GreenIsland

Bowen Xi, Chenlin Liu, Shengyao Wu, So-Hyen Min, Zeynab Mahdi, Xiaoya Wang, Yige Su

https://greenisland3700.wixsite.com/my-site

Forests are one of the most valuable resources we have on Earth. Forests provide us with clean air and water, wildlife habitats and a major defense against climate change. Despite the benefits by forests, we still cut trees and destroy forests for urbanization and expanding agriculture such as palm oil and beef. Forests of the size of football fields disappear every 1.2 seconds and this leads to destroying 80,000 acres of forests every day. By the year 2030, Earth may only have 10% of forests left. If we don’t stop deforestation, forests would be gone in 100 years.

In order to build a sustainable future for all, there are a lot of planting projects around the world. However, many planting and reforestation projects are on pause because of the covid pandemic. It’s hard to meet people and build communities while social distancing. Plus, companies which donate for good causes are a critical economic situation because of Covid-19. This leads them to cut the budget for good causes such as tree planting. In order to overcome these difficulties, Team Blue came up with “Green Island.”

Green Island is an interactive website with an Embedded 3D virtual forest that is designed to help create a sense of community with people who share the same environmental concerns. In the virtual forest, Participants will be able to see each other’s plants in the virtual garden. This will bring a sense of community by eliminating feelings of loneliness, and motivate users to grow their plant. Participants will engage in this project because they know they are part of the community which is a feeling of a sense of belonging.

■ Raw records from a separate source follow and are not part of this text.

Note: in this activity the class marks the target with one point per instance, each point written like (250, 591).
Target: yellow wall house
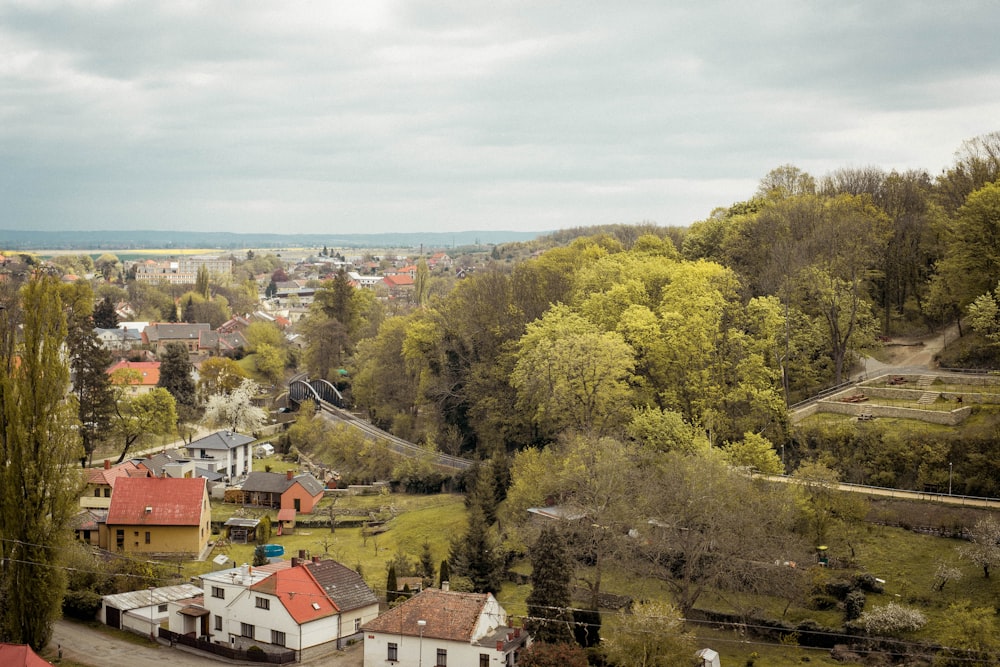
(159, 515)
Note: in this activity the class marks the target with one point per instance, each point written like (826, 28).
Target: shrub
(892, 619)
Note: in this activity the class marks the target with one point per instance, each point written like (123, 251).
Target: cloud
(383, 116)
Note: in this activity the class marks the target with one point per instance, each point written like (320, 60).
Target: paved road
(93, 647)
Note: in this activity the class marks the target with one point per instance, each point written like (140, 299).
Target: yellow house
(159, 515)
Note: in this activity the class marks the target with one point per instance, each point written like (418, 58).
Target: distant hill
(138, 239)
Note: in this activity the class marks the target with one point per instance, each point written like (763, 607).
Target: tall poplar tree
(38, 482)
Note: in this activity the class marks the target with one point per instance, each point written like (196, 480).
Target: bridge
(333, 407)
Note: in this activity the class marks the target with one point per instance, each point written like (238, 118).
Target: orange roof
(149, 371)
(110, 475)
(299, 593)
(157, 501)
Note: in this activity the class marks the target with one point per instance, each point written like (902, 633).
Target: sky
(380, 116)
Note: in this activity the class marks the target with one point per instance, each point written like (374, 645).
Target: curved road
(88, 646)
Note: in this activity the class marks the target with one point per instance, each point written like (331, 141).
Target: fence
(271, 657)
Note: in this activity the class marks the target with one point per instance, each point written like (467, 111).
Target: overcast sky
(369, 116)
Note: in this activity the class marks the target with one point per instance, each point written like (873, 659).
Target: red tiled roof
(450, 615)
(110, 475)
(170, 501)
(150, 371)
(299, 593)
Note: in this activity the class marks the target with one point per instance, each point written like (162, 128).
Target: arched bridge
(333, 406)
(301, 388)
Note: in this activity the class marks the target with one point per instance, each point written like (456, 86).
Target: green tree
(476, 555)
(569, 374)
(105, 316)
(754, 452)
(652, 635)
(176, 376)
(37, 445)
(549, 618)
(152, 413)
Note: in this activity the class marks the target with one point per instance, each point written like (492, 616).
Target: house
(141, 377)
(226, 452)
(159, 515)
(143, 611)
(307, 606)
(20, 655)
(160, 334)
(285, 491)
(440, 627)
(119, 340)
(219, 343)
(100, 482)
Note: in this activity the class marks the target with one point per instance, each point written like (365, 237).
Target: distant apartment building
(181, 271)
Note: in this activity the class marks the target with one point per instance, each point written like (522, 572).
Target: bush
(82, 605)
(892, 619)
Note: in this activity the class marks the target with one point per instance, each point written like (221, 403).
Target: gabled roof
(450, 616)
(108, 476)
(169, 501)
(276, 482)
(299, 593)
(149, 371)
(345, 587)
(174, 331)
(20, 655)
(221, 440)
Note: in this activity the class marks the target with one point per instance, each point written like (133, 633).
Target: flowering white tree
(892, 619)
(236, 410)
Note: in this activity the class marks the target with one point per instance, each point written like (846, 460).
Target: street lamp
(420, 650)
(151, 635)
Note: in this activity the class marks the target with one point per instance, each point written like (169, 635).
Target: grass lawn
(907, 561)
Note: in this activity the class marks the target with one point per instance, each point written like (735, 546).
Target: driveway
(93, 647)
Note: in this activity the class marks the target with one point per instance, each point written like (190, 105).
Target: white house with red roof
(159, 515)
(304, 605)
(441, 627)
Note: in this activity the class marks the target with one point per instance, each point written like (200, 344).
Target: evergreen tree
(201, 283)
(427, 563)
(476, 555)
(549, 600)
(105, 316)
(444, 573)
(38, 487)
(177, 378)
(390, 584)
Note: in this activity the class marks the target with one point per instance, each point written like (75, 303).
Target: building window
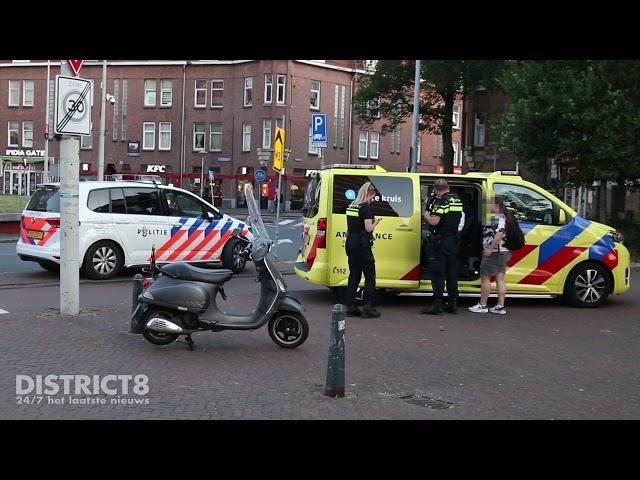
(166, 93)
(395, 140)
(198, 136)
(215, 137)
(86, 143)
(14, 134)
(246, 137)
(248, 88)
(281, 94)
(312, 150)
(314, 99)
(266, 133)
(456, 155)
(165, 136)
(149, 93)
(478, 136)
(374, 146)
(149, 136)
(27, 95)
(217, 93)
(27, 134)
(200, 94)
(362, 144)
(14, 93)
(268, 87)
(456, 116)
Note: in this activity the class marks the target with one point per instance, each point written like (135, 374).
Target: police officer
(360, 225)
(444, 215)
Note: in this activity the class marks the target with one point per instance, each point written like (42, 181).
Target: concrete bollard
(136, 324)
(334, 386)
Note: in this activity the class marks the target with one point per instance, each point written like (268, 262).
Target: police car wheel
(588, 285)
(232, 257)
(103, 260)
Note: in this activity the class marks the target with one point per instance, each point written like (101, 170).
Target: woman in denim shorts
(494, 258)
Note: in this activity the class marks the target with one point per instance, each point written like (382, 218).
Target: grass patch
(13, 203)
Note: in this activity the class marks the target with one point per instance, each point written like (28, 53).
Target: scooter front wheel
(159, 338)
(288, 329)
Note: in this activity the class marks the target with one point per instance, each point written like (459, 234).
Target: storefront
(22, 171)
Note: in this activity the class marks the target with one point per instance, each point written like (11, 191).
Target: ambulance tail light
(54, 222)
(321, 233)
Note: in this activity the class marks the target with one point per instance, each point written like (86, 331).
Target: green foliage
(584, 113)
(388, 94)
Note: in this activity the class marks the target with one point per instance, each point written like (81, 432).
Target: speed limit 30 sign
(73, 106)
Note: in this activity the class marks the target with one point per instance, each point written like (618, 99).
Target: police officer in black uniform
(443, 214)
(360, 225)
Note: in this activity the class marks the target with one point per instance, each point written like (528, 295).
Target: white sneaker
(499, 309)
(478, 308)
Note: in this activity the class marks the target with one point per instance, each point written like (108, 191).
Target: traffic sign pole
(69, 220)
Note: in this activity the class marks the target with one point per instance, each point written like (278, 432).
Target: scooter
(180, 299)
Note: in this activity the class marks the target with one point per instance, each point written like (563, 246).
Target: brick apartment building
(172, 118)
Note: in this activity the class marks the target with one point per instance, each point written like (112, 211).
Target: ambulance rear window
(311, 198)
(45, 199)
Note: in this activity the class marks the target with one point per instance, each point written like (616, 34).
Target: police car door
(193, 237)
(139, 220)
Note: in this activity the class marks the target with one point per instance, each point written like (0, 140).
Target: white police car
(120, 222)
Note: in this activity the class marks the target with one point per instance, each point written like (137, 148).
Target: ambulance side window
(527, 205)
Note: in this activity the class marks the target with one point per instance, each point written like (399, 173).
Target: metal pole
(103, 98)
(334, 385)
(202, 176)
(69, 223)
(46, 125)
(416, 111)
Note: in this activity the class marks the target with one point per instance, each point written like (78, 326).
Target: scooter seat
(184, 271)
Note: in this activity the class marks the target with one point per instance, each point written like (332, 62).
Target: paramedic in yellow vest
(360, 225)
(444, 215)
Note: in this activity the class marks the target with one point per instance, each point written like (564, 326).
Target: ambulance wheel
(232, 257)
(288, 329)
(587, 286)
(103, 260)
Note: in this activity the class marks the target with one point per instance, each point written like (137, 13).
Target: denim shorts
(496, 263)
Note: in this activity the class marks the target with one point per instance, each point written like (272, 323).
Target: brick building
(181, 119)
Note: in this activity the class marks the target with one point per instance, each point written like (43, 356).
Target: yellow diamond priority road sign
(278, 150)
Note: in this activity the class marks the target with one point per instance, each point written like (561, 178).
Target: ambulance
(120, 222)
(564, 254)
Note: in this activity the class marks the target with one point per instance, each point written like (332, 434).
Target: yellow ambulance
(564, 254)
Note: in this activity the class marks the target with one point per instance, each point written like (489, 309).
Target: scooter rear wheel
(159, 338)
(288, 329)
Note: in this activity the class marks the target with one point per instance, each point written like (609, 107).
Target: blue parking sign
(319, 130)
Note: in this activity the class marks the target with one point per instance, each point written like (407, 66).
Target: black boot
(368, 311)
(434, 309)
(452, 305)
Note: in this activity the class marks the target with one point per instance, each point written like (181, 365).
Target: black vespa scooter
(181, 299)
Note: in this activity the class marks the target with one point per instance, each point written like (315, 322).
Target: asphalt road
(542, 360)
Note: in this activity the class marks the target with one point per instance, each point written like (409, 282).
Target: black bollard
(136, 323)
(334, 386)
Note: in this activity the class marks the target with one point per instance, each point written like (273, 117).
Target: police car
(120, 221)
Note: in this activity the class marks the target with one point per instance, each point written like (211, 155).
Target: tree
(387, 94)
(583, 113)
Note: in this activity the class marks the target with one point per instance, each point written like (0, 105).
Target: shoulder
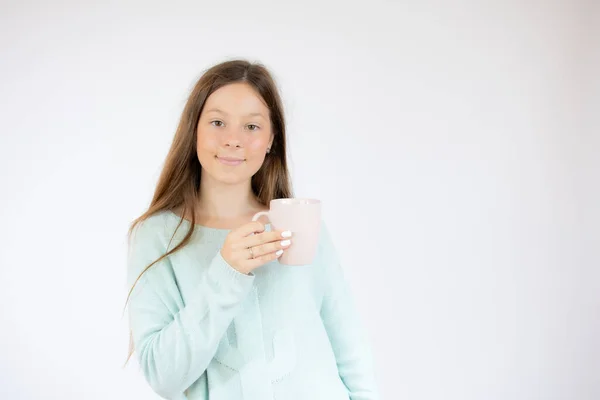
(148, 242)
(157, 228)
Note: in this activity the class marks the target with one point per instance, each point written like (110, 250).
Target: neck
(222, 202)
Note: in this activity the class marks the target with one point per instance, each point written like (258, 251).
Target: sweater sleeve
(175, 343)
(344, 328)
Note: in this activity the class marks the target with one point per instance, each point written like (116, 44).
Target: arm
(175, 343)
(346, 334)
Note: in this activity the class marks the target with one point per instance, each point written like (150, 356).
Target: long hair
(179, 183)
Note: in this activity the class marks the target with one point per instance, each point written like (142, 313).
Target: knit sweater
(202, 330)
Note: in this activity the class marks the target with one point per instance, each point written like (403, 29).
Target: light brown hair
(179, 182)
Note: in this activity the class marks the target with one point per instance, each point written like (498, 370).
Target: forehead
(236, 98)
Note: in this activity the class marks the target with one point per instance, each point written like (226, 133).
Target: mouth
(230, 160)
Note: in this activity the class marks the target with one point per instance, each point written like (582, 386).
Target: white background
(455, 147)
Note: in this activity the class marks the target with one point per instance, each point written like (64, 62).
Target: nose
(232, 139)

Our Green Island, virtual garden, will give users a chance to get closer to nature, get a sense of belonging as environmentalists and learn our environmental issues in an easy and fun way


This is from the 2020-2021 course:
DATT 3700 Collaborative Project Development

More than ever, society is looking to the social sciences and humanities to help understand and mitigate global challenges in the face of change. The Social Sciences and Humanities Research Council of Canada (SSHRC) created an initiative entitled Imagining Canada’s Future, which challenges Canada’s social scientists and humanities researchers to address emerging economic, societal and knowledge needs in order to help guide decision-making across all sectors towards a better future. In response to one of two selected probes, students will create artworks that will raise awareness to their selected theme.

The themes for this course will be:

1) Environment: Living Within Earth’s Carrying Capacity

Humankind is putting an unsustainable strain on the Earth’s capacity to support life. We are at, or near, the tipping point for several ecosystem services. Fundamental changes in our economic and political systems and our way of life may be needed over the next two or three generations if humans are to live within the carrying capacity of the planet.

2) The Pervasive Contamination of the ‘Natural’

Everything is contaminated. What is safe? Trash is obvious, but microplastic contamination of marine fish stocks is not, nor is the chemical contamination of groundwater resulting from our modern reliance on pharmaceuticals. We will be challenged to thrive in a world where contamination is pervasive at all scales and in all environments.

Students were challenged to reflect on and consider the bigger problems contributing to the above issues by following a problem analysis methodology, and then create an artwork that addresses the identified problem. The created artworks may incite awareness in their viewer, speculate about possible futures (dystopic/utopic), or provide solutions.